NOTE When an array value is updated, the changed data record is the full array record rather the specific data change.

What is the Impact of using Columns/Column Families?

When propagating a specific column family or column from a binary source table and a row is deleted, the destination stream topic shows only a deletion event for the specific column family or column. When propagating a specific column from a binary source table with its entire column family deleted, the destination stream topic shows only a deletion event for the specific column.

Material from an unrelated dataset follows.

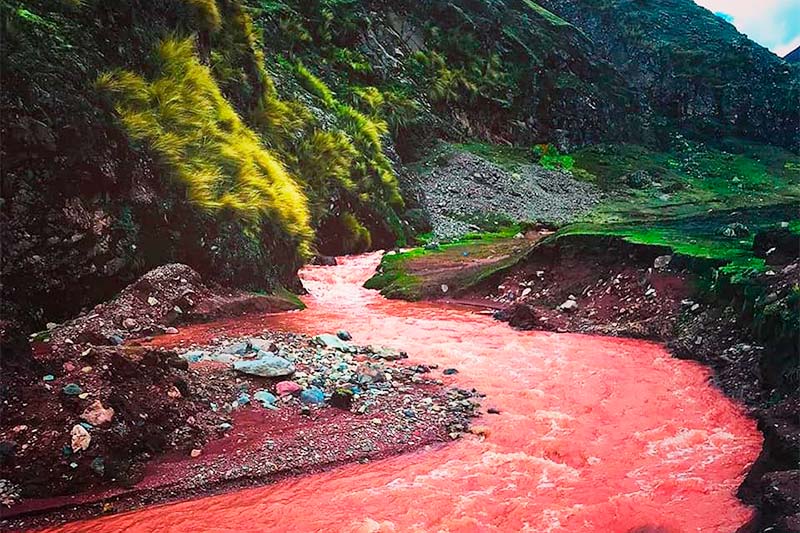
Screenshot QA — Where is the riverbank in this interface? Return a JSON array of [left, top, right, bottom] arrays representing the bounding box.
[[388, 231, 799, 532], [0, 266, 480, 531], [24, 252, 761, 533]]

In the scenario where you have a binary source table with fam0, fam1, and fam2 and you set up the change log without columns or column families:

If you delete fam0, fam1, and fam2, the change data event will be "delete fam0", "delete fam1" and "delete fam2".
If you delete the row, the change data event will be "delete row".

In the scenario where you have a binary source table with fam0, fam1, and fam2 and you set up the change log with a column setup as fam1:col1, fam2.

If you delete fam0, fam1, and fam2, the change data event will be "delete fam1:col1", "delete fam2".
If you delete the row, the change data event will be "delete fam1:col1", "delete fam2".

Where is the Destination Stream Setup?

The destination HPE Ezmeral Data Fabric Streams stream can either be on the same cluster as the HPE Ezmeral Data Fabric Database source table or on a remote data-fabric cluster. Where and how destination streams are setup depends on the purpose for using CDC.

If you are propagating changed data from a source table on a source cluster to a destination stream topic on a remote destination cluster, you must setup a gateway. Gateways are setup by installing the gateway on the destination cluster and specifying the gateway node(s) on the source cluster. See Administering Data Fabric Gateways and Configuring Gateways for Table and Stream Replication.

The following diagram shows a simple CDC data model, with one source table to one destination topic on one stream. Since this scenario has the destination stream topic on a remote destination cluster, you must setup and configure a gateway.

NOTE More complex CDC scenarios can be implemented and multiple gateways can be setup.

IMPORTANT If you have a secure cluster, you must setup secure configuration. See Configuring Secure Clusters for Cross-Cluster Mirroring and Replication.